Conseguentemente l’accordo, prevede:
 l’impegno della BCC di Roma a valutare positivamente eventuali richieste di mobilità territoriale, conseguenti al progetto di fusione per incorporazioni, avanzate sia dai colleghi della BCC incorporata che da quelli dell’incorporante;
 l’impegno della BCC di Roma, pur compatibilmente con le esigenze organizzative e riduzione prospettica del costo del lavoro, ad evitare decrementi dei livelli occupazionali ed alla stabilizzazione dei lavoratori con tempo indeterminato;
 il ricorso alla parte ordinaria delle prestazioni del Fondo di Sostegno al Reddito per sostenere il piano formativo per l’anno 2015 necessario al progetto di fusione e di riorganizzazione;
 il ricorso alle prestazioni straordinarie del Fondo di Sostegno al Reddito attraverso l’accesso all’esodo volontario incentivato che interesserà, complessivamente, circa 34 lavoratrici e lavoratori delle due aziende interessate al progetto di fusione per incorporazione, avrà decorrenza immediata, per quanto compatibile con l’atteso Decreto Interministeriale che
e sarà valido fino al 31 dicembre del 2018, durante tutto il periodo dell’esodo i lavoratori avranno diritto al pagamento della cassa mutua, interamente a carico dell’azienda, al versamento dei contributi (quota azienda) nel Fondo Pensione Nazionale, sempre a carico dell’azienda, e ad altre misure incentivanti e benefits.

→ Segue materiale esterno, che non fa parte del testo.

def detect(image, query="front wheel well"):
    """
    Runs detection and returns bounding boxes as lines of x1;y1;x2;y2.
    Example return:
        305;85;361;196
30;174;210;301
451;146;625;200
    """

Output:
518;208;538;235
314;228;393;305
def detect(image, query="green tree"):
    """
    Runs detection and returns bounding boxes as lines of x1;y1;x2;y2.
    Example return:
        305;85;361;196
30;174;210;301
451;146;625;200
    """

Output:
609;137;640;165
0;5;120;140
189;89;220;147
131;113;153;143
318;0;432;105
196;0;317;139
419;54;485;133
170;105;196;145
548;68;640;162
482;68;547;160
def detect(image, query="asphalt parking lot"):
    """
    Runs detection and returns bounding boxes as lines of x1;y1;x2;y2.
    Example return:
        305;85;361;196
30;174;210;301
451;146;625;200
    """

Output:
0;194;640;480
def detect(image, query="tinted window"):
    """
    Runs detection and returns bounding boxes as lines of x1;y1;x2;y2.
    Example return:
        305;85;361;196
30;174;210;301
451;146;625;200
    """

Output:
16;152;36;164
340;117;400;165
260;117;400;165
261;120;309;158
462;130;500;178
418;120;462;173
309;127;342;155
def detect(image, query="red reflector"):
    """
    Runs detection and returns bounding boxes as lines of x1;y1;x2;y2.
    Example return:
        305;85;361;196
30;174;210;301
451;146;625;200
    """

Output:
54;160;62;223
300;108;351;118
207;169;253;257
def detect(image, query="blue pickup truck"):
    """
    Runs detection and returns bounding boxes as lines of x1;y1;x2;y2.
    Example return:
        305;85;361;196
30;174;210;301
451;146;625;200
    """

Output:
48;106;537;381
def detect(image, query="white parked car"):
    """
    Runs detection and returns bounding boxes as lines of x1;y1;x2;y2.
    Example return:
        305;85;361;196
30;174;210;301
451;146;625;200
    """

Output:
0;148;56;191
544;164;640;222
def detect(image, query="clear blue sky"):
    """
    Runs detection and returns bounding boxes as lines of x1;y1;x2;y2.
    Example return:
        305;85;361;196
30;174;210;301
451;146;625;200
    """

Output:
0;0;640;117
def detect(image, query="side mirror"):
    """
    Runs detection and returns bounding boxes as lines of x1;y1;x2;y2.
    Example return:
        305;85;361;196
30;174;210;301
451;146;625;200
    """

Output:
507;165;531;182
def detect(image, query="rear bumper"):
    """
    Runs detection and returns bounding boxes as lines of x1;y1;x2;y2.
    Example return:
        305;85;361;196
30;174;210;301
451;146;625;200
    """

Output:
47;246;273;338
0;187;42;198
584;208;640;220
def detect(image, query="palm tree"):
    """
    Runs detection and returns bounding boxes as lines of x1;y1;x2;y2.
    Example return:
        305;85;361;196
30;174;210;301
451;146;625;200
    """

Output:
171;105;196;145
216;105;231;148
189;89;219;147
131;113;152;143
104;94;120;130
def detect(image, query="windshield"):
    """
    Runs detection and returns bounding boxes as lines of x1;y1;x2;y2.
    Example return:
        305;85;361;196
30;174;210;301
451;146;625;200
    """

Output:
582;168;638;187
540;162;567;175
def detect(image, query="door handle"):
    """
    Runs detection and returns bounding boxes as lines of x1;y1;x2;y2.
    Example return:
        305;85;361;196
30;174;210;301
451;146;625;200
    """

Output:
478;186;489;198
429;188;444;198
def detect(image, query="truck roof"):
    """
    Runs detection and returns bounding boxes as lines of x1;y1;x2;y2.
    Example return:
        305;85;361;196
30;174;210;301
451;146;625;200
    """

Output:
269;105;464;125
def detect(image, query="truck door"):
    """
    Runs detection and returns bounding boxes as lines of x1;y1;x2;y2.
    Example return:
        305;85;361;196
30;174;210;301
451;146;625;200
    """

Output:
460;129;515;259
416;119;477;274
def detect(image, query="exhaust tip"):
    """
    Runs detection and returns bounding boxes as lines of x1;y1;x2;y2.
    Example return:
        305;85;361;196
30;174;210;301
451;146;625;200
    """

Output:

Nell’esprimere soddisfazione per il raggiungimento di un accordo nel quale si è riusciti infine a coniugare, anche in un momento di particolare criticità, coerentemente ai valori della cooperazione, gli aspetti solidaristici e quelli della sostenibilità, in allegato inviamo, per la Vostra valutazione, il testo dell’accordo con l’impegno di ritornare sull’argomento con comunicazioni di dettaglio.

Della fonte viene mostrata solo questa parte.